If one of my readers doubts the assertion that the better classes have ceased to attend our theatres, except on rare occasions, let him inquire about, among the men and women whose opinions he values and respects, how many of last winter's plays they considered intellectual treats, or what piece tempted them to leave their cosy dinner-tables a second time. It is surprising to find the number who will answer in reply to a question about the merits of a play en vogue, "I have not seen it. In fact I rarely go to a theatre unless I am in London or on the Continent!"

Little by little we have taken to turning in a vicious and ever-narrowing circle. The poorer the plays, the less clever people will make the effort necessary to see them, and the less such elite attend, the poorer the plays will become.

That this state of affairs is going to last, however, I do not believe. The darkest hour is ever the last before the dawn. As it would he difficult for the performances in most of our theatres to fall any lower in the scale of frivolity or inanity, we may hope for a reaction that will be deep and far-reaching. At present we are like people dying of starvation because they do not know how to combine the flour and water and yeast before them into wholesome bread. The materials for a brilliant and distinctly national stage undoubtedly exist in this country.

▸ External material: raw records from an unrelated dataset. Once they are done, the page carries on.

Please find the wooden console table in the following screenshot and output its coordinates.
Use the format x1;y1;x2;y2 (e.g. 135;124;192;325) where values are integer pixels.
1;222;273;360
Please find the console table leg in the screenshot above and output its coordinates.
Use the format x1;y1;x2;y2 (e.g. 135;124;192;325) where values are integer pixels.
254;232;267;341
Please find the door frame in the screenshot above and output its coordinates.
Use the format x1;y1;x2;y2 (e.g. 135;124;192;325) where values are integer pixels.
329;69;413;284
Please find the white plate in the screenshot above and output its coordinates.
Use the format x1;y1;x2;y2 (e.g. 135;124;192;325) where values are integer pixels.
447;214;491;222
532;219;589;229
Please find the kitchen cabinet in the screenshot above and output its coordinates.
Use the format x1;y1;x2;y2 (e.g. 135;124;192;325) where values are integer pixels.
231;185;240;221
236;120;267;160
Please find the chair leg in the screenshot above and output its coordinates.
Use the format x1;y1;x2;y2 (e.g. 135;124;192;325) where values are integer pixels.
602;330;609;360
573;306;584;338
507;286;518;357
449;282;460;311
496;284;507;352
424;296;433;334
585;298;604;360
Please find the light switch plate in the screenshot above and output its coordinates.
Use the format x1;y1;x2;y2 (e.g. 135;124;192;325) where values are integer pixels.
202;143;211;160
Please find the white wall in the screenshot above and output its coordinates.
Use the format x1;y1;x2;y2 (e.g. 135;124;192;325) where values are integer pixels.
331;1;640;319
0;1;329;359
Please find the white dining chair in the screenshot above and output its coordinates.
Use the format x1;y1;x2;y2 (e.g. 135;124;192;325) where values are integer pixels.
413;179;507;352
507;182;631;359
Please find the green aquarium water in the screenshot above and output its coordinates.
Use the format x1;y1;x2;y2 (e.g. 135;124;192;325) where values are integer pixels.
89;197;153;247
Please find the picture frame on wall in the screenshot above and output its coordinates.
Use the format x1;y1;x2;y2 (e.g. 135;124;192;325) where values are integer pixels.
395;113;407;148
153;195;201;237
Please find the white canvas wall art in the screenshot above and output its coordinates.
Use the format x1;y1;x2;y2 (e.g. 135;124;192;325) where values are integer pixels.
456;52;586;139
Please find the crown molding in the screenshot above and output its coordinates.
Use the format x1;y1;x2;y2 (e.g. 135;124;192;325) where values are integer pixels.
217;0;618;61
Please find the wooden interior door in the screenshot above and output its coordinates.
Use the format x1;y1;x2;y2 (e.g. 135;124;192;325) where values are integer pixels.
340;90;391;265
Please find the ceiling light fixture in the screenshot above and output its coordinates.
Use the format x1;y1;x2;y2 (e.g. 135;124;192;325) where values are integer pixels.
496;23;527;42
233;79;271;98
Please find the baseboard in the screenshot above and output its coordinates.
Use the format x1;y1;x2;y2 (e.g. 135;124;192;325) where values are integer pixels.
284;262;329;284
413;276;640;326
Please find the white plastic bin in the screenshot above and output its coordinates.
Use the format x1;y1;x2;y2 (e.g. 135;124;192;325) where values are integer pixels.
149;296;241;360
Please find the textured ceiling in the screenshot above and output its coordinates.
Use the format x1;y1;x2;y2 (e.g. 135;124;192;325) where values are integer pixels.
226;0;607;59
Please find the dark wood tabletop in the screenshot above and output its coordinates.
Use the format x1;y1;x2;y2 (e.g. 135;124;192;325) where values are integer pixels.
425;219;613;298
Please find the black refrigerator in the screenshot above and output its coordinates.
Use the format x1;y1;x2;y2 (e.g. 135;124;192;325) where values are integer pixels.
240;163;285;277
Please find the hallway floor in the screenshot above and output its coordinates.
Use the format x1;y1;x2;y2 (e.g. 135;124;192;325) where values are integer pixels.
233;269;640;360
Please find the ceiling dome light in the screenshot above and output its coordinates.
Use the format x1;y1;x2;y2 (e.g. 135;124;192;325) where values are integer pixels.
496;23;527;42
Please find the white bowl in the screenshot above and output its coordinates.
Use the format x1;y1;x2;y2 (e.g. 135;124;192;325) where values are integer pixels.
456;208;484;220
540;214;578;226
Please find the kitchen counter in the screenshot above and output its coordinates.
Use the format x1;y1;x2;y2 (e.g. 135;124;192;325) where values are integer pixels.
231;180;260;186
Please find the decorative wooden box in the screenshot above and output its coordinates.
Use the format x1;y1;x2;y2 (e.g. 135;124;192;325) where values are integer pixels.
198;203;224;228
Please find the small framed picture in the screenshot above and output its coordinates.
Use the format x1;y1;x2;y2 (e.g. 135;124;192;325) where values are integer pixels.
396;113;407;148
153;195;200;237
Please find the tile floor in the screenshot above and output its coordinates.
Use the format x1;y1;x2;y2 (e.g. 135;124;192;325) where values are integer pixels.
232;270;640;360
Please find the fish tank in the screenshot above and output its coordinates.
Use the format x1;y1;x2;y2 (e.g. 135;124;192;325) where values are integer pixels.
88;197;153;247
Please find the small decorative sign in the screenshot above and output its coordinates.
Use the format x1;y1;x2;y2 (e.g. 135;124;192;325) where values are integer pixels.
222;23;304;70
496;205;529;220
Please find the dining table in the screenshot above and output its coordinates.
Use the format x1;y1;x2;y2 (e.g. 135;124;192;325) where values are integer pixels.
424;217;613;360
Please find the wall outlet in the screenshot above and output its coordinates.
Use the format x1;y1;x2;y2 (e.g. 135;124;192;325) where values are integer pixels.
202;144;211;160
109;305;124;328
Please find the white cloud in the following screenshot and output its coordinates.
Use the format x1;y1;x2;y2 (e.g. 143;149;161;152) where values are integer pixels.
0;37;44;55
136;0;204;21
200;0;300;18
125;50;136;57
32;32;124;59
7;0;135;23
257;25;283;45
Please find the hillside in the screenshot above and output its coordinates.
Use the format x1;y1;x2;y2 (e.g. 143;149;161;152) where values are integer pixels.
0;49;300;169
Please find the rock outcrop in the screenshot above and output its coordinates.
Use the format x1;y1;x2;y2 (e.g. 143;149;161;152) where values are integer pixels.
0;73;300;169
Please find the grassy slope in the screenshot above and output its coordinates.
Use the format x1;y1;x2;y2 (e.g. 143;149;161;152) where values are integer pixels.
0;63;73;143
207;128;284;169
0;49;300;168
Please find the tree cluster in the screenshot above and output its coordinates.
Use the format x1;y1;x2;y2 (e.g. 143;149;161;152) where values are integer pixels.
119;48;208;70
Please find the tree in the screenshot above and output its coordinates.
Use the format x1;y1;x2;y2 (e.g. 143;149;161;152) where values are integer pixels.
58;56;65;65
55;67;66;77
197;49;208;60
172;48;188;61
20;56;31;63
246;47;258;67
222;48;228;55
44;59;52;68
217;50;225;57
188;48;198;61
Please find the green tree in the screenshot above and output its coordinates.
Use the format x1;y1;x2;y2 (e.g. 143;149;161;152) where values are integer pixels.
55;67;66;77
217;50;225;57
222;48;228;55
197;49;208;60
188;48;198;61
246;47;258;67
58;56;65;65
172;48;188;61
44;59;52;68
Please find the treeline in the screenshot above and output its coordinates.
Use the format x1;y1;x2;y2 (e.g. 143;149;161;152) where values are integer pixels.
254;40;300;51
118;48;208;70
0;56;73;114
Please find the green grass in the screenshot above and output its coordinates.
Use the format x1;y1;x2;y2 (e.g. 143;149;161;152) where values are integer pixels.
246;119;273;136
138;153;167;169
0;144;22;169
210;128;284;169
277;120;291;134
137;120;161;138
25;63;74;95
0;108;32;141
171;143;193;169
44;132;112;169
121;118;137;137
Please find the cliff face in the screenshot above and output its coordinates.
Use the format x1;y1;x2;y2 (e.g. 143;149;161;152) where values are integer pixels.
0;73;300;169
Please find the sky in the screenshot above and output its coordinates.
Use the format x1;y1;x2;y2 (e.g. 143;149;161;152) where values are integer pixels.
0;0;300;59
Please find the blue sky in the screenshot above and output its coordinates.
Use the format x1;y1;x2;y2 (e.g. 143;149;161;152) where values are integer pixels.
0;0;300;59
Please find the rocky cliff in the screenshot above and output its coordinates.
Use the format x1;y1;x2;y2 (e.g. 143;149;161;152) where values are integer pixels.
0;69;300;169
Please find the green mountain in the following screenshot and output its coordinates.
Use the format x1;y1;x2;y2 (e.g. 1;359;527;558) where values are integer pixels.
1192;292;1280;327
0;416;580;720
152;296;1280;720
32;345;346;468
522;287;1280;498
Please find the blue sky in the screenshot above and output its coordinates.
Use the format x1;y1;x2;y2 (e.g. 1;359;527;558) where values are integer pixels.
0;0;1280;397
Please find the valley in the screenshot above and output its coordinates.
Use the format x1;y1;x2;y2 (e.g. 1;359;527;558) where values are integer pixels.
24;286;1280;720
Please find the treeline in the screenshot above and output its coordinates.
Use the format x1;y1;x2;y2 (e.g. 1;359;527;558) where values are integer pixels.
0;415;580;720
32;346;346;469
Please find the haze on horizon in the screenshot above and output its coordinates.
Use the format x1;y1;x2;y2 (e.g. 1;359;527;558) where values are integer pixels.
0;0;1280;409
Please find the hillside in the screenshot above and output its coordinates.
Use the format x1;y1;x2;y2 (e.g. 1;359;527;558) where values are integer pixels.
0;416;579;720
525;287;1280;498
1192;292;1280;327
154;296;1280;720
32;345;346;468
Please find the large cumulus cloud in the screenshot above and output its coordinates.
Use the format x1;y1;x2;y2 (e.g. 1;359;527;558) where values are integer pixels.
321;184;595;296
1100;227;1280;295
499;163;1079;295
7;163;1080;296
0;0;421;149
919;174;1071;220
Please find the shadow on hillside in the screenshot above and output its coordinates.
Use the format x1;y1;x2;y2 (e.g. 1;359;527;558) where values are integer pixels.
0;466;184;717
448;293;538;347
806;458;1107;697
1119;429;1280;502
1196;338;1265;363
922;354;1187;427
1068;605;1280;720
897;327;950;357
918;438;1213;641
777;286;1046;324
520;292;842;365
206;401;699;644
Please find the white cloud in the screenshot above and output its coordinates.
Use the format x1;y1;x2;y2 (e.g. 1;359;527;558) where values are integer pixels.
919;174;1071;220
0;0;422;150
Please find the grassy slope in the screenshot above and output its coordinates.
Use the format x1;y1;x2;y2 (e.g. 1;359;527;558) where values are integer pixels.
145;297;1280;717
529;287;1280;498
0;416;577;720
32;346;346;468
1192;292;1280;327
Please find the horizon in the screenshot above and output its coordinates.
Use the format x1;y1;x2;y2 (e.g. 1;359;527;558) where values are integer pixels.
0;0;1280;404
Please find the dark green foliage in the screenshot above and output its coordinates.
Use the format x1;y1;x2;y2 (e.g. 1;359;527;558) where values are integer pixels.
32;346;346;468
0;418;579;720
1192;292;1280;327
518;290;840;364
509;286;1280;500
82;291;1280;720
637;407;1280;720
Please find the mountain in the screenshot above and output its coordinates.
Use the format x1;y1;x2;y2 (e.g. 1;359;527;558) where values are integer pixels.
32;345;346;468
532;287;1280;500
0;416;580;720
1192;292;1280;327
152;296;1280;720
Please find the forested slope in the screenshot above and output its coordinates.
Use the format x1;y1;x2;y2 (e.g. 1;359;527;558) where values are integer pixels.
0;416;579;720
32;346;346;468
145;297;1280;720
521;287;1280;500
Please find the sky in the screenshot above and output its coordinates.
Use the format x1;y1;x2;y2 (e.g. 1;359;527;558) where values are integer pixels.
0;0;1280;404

We have men and women who would soon develop into great actors if they received any encouragement to devote themselves to a higher class of work, and certainly our great city does not possess fewer appreciative people than it did twenty years ago.

The great dinner-giving mania will eat itself out; and managers, feeling once more that they can count on discriminating audiences, will no longer dare to give garbled versions of French farces or feeble dramas as compiled from English novels, but, turning to our own poets and writers, will ask them to contribute towards the formation of an American stage literature.